The planned new round of Trump tariffs will “disproportionately” impact consumer goods, noted Mona Mahajan, U.S. investment strategist at Allianz Global Investors in New York. She is among many analysts who are eagerly waiting to see the impact of the new tariffs.
“We’ll be watching the data particularly around retail sales and consumer confidence,” Mahajan said. “We’ll continue to monitor the softening in manufacturing and inflation as well, but more important for the U.S. economic picture is the consumer right now.”
The retail sale numbers of the US are scheduled to be released next Thursday. According to a Reuters poll, analysts and economists expect a growth of 0.3 per cent in sale except for the auto sector, compared to a growth of 0.4 per cent clocked in June.
Following Trump’s tariff announcement on August 1, a total of 5.3 per cent drop in the first three trading sessions was noted for the S&P Retail index. The index traded at 1.6 per cent lower for the month so far as of close of trading on Friday.
Also an overhang for stocks was the fear that Trump could eventually increase the tariffs to as much as 25 per cent, said UBS analyst Jay Sole. According to an estimation by Morgan Stanley, there can be a global recession if the tariffs are increased to 25 per cent.
The increased or the new tariffs would pose a dilemma for retailers because they would have to decide on whether to pass on the increased costs because of the tariff to the customers or to absorb the shock which would result in reduced profit margins for the companies.
“If you’re in a competitive environment you’re going to take some action to keep your customers,” said Charles East, an equity analyst covering consumer companies at SunTrust Private Wealth Management. he said that the tariffs would make the department stores particularly vulnerable.
“I really don’t think they can push prices up because their sales are already weak,” East said. “The margins are under pressure. Perhaps they can accelerate cost-cutting.”
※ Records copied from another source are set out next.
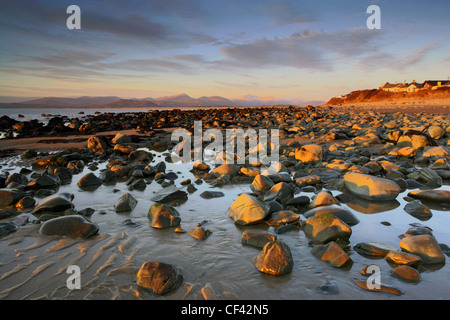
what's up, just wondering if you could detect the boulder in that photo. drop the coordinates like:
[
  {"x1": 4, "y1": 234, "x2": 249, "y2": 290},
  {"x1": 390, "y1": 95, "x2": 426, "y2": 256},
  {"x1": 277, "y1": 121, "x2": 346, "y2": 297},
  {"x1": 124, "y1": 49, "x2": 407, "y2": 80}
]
[
  {"x1": 227, "y1": 194, "x2": 270, "y2": 225},
  {"x1": 77, "y1": 172, "x2": 102, "y2": 190},
  {"x1": 0, "y1": 188, "x2": 23, "y2": 206},
  {"x1": 252, "y1": 241, "x2": 293, "y2": 275},
  {"x1": 148, "y1": 203, "x2": 181, "y2": 229},
  {"x1": 427, "y1": 125, "x2": 445, "y2": 140},
  {"x1": 303, "y1": 213, "x2": 352, "y2": 243},
  {"x1": 150, "y1": 185, "x2": 188, "y2": 203},
  {"x1": 310, "y1": 241, "x2": 352, "y2": 268},
  {"x1": 263, "y1": 182, "x2": 293, "y2": 204},
  {"x1": 303, "y1": 204, "x2": 360, "y2": 226},
  {"x1": 39, "y1": 215, "x2": 99, "y2": 238},
  {"x1": 295, "y1": 144, "x2": 323, "y2": 164},
  {"x1": 33, "y1": 193, "x2": 74, "y2": 215},
  {"x1": 354, "y1": 242, "x2": 398, "y2": 258},
  {"x1": 241, "y1": 230, "x2": 277, "y2": 249},
  {"x1": 384, "y1": 251, "x2": 422, "y2": 267},
  {"x1": 114, "y1": 193, "x2": 138, "y2": 212},
  {"x1": 344, "y1": 172, "x2": 401, "y2": 201},
  {"x1": 250, "y1": 174, "x2": 274, "y2": 193},
  {"x1": 399, "y1": 235, "x2": 445, "y2": 264},
  {"x1": 407, "y1": 189, "x2": 450, "y2": 204},
  {"x1": 265, "y1": 210, "x2": 300, "y2": 227},
  {"x1": 211, "y1": 164, "x2": 240, "y2": 176},
  {"x1": 404, "y1": 200, "x2": 432, "y2": 221},
  {"x1": 390, "y1": 265, "x2": 421, "y2": 283},
  {"x1": 87, "y1": 135, "x2": 109, "y2": 154},
  {"x1": 136, "y1": 262, "x2": 183, "y2": 295}
]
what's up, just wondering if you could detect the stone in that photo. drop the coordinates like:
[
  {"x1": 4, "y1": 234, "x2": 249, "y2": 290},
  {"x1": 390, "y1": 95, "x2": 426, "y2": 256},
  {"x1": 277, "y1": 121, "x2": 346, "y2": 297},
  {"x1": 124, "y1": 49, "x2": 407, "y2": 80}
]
[
  {"x1": 407, "y1": 189, "x2": 450, "y2": 204},
  {"x1": 263, "y1": 182, "x2": 293, "y2": 204},
  {"x1": 422, "y1": 146, "x2": 449, "y2": 157},
  {"x1": 0, "y1": 189, "x2": 23, "y2": 206},
  {"x1": 199, "y1": 191, "x2": 225, "y2": 199},
  {"x1": 344, "y1": 172, "x2": 401, "y2": 201},
  {"x1": 303, "y1": 204, "x2": 360, "y2": 226},
  {"x1": 114, "y1": 193, "x2": 138, "y2": 212},
  {"x1": 136, "y1": 262, "x2": 183, "y2": 295},
  {"x1": 150, "y1": 185, "x2": 188, "y2": 203},
  {"x1": 112, "y1": 133, "x2": 131, "y2": 144},
  {"x1": 39, "y1": 215, "x2": 99, "y2": 238},
  {"x1": 353, "y1": 278, "x2": 402, "y2": 296},
  {"x1": 390, "y1": 265, "x2": 421, "y2": 283},
  {"x1": 428, "y1": 125, "x2": 445, "y2": 140},
  {"x1": 310, "y1": 241, "x2": 352, "y2": 268},
  {"x1": 295, "y1": 175, "x2": 321, "y2": 188},
  {"x1": 265, "y1": 210, "x2": 300, "y2": 227},
  {"x1": 226, "y1": 194, "x2": 270, "y2": 225},
  {"x1": 148, "y1": 203, "x2": 181, "y2": 229},
  {"x1": 15, "y1": 196, "x2": 35, "y2": 209},
  {"x1": 189, "y1": 226, "x2": 211, "y2": 240},
  {"x1": 384, "y1": 251, "x2": 422, "y2": 267},
  {"x1": 33, "y1": 193, "x2": 74, "y2": 215},
  {"x1": 99, "y1": 170, "x2": 117, "y2": 185},
  {"x1": 250, "y1": 174, "x2": 274, "y2": 193},
  {"x1": 252, "y1": 241, "x2": 293, "y2": 275},
  {"x1": 303, "y1": 213, "x2": 352, "y2": 243},
  {"x1": 211, "y1": 164, "x2": 240, "y2": 176},
  {"x1": 399, "y1": 235, "x2": 446, "y2": 264},
  {"x1": 404, "y1": 200, "x2": 432, "y2": 221},
  {"x1": 0, "y1": 221, "x2": 20, "y2": 237},
  {"x1": 307, "y1": 191, "x2": 340, "y2": 209},
  {"x1": 241, "y1": 230, "x2": 277, "y2": 249},
  {"x1": 87, "y1": 135, "x2": 109, "y2": 154},
  {"x1": 77, "y1": 172, "x2": 102, "y2": 190},
  {"x1": 397, "y1": 131, "x2": 435, "y2": 149},
  {"x1": 354, "y1": 242, "x2": 398, "y2": 257},
  {"x1": 407, "y1": 168, "x2": 442, "y2": 187},
  {"x1": 295, "y1": 144, "x2": 323, "y2": 164}
]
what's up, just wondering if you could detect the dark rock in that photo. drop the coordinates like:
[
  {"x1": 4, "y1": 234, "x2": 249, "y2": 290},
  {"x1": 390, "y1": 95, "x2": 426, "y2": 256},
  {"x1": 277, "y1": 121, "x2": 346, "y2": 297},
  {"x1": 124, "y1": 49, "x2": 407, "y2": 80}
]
[{"x1": 39, "y1": 215, "x2": 99, "y2": 238}]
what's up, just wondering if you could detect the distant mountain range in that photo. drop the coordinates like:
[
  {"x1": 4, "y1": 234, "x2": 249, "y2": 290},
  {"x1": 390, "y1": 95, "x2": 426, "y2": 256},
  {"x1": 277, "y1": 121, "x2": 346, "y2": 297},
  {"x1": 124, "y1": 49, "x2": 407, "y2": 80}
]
[{"x1": 0, "y1": 93, "x2": 324, "y2": 109}]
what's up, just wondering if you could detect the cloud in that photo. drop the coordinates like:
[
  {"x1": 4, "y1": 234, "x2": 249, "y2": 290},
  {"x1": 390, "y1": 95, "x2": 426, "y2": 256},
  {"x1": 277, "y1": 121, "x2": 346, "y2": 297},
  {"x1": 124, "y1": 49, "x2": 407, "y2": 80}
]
[
  {"x1": 358, "y1": 41, "x2": 438, "y2": 71},
  {"x1": 220, "y1": 28, "x2": 383, "y2": 72}
]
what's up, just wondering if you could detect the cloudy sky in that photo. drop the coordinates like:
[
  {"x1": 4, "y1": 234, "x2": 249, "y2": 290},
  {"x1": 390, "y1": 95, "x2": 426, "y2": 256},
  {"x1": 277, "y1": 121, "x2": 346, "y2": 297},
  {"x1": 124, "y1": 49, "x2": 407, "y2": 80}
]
[{"x1": 1, "y1": 0, "x2": 449, "y2": 103}]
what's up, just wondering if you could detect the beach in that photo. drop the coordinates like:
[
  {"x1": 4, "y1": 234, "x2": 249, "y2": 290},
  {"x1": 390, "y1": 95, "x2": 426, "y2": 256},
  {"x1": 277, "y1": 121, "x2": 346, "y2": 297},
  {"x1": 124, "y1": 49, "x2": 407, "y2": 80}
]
[{"x1": 0, "y1": 104, "x2": 450, "y2": 300}]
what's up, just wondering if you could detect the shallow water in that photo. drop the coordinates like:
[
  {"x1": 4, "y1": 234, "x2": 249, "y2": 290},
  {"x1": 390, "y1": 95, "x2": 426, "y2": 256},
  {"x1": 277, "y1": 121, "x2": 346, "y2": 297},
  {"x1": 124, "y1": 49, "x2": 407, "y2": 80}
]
[{"x1": 0, "y1": 151, "x2": 450, "y2": 300}]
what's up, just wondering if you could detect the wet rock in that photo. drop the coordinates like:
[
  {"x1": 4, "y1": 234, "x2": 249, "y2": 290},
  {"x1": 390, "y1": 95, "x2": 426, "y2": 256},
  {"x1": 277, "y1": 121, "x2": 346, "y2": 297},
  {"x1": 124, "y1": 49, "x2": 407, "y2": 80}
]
[
  {"x1": 136, "y1": 262, "x2": 183, "y2": 295},
  {"x1": 250, "y1": 174, "x2": 274, "y2": 193},
  {"x1": 285, "y1": 195, "x2": 310, "y2": 208},
  {"x1": 344, "y1": 172, "x2": 401, "y2": 201},
  {"x1": 227, "y1": 194, "x2": 270, "y2": 225},
  {"x1": 0, "y1": 188, "x2": 23, "y2": 206},
  {"x1": 294, "y1": 175, "x2": 321, "y2": 188},
  {"x1": 199, "y1": 191, "x2": 225, "y2": 199},
  {"x1": 27, "y1": 174, "x2": 60, "y2": 189},
  {"x1": 148, "y1": 203, "x2": 181, "y2": 229},
  {"x1": 354, "y1": 242, "x2": 398, "y2": 258},
  {"x1": 384, "y1": 251, "x2": 422, "y2": 267},
  {"x1": 39, "y1": 215, "x2": 99, "y2": 238},
  {"x1": 111, "y1": 133, "x2": 131, "y2": 144},
  {"x1": 241, "y1": 230, "x2": 277, "y2": 249},
  {"x1": 399, "y1": 234, "x2": 446, "y2": 264},
  {"x1": 303, "y1": 204, "x2": 360, "y2": 226},
  {"x1": 87, "y1": 135, "x2": 109, "y2": 154},
  {"x1": 307, "y1": 191, "x2": 340, "y2": 209},
  {"x1": 303, "y1": 213, "x2": 352, "y2": 243},
  {"x1": 404, "y1": 200, "x2": 432, "y2": 221},
  {"x1": 397, "y1": 130, "x2": 435, "y2": 149},
  {"x1": 390, "y1": 265, "x2": 421, "y2": 283},
  {"x1": 295, "y1": 144, "x2": 323, "y2": 164},
  {"x1": 211, "y1": 164, "x2": 240, "y2": 176},
  {"x1": 77, "y1": 172, "x2": 102, "y2": 190},
  {"x1": 150, "y1": 185, "x2": 188, "y2": 203},
  {"x1": 252, "y1": 241, "x2": 293, "y2": 275},
  {"x1": 265, "y1": 210, "x2": 300, "y2": 227},
  {"x1": 314, "y1": 281, "x2": 339, "y2": 295},
  {"x1": 310, "y1": 241, "x2": 352, "y2": 268},
  {"x1": 353, "y1": 278, "x2": 402, "y2": 296},
  {"x1": 189, "y1": 226, "x2": 211, "y2": 240},
  {"x1": 263, "y1": 182, "x2": 293, "y2": 204},
  {"x1": 407, "y1": 168, "x2": 442, "y2": 187},
  {"x1": 33, "y1": 193, "x2": 74, "y2": 215},
  {"x1": 0, "y1": 221, "x2": 20, "y2": 237},
  {"x1": 99, "y1": 169, "x2": 117, "y2": 185},
  {"x1": 114, "y1": 193, "x2": 138, "y2": 212},
  {"x1": 15, "y1": 196, "x2": 35, "y2": 210},
  {"x1": 408, "y1": 190, "x2": 450, "y2": 204}
]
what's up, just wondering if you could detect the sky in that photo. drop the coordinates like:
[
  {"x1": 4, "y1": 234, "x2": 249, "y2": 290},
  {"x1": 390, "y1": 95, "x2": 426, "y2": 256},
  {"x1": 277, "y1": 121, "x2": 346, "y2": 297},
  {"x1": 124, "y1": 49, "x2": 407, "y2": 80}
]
[{"x1": 1, "y1": 0, "x2": 449, "y2": 103}]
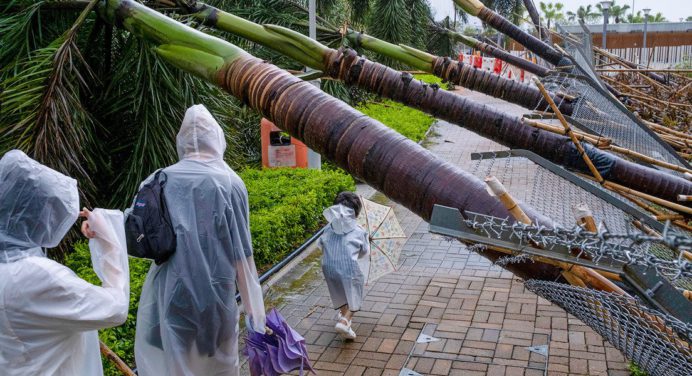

Comments in earnings calls and statements about the manner in which companies in the American and footwear industry as well as retailers plant to manage the new tariffs would be eagerly looked out for by UBS’s Sole because imports from China account for almost two thirds of US footwear products. “It’s a big deal. Our assumption is that there will be an attempt to raise prices on the goods,” Sole said.
“We think consumers are going to resist those price increases,” he added referring to a survey UBS comprising of about 7,660 consumers in July which found that worries about a rise in prices because of the trade war with China was expressed by 77 per cent of respondents of the survey.